# <center>OpenAI agent pattern: orchestrator and workers</center>

A starter guide for building an agent loop using the `openai-agents` library.

This pattern uses orchestators and workers. The orchestrator chooses which worker to use for a specific sub-task. The worker attempts to complete the sub-task and return a result. The orchestrator then uses the result to choose the next worker to use until a final result is returned.
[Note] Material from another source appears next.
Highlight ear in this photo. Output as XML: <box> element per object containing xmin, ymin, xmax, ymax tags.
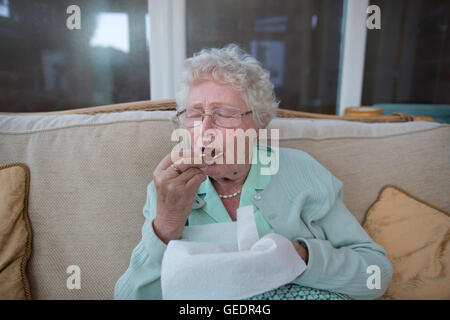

In the following example, we'll build an agent which creates a portfolio of stocks and ETFs based on a user's investment strategy.
1.  **Orchestrator:** Chooses which worker to use based on the user's investment strategy.
2.  **Research Agent:** Searches the web for information about stocks and ETFs that could support the user's investment strategy.
3.  **Evaluation Agent:** Evaluates the research report and provides feedback on what data is missing.
4.  **Portfolio Agent:** Creates a portfolio of stocks and ETFs based on the research report.

### Install Libraries

In [None]:
# Install base libraries for OpenAI
%pip install -q openai openai-agents

# Install optional libraries for OpenInference/OpenTelemetry tracing
%pip install -q arize-phoenix-otel arize-phoenix-evals openinference-instrumentation-openai-agents openinference-instrumentation-openai

### Setup Keys

Add your OpenAI API key to the environment variable `OPENAI_API_KEY`.

Copy your Phoenix `API_KEY` from your settings page at [app.phoenix.arize.com](https://app.phoenix.arize.com).

In [None]:
import os
from getpass import getpass

import phoenix as px

if "OPENAI_API_KEY" not in os.environ:
    os.environ["OPENAI_API_KEY"] = getpass("🔑 Enter your OpenAI API key: ")

if "PHOENIX_API_KEY" not in os.environ:
    os.environ["PHOENIX_API_KEY"] = getpass("🔑 Enter your Phoenix API key: ")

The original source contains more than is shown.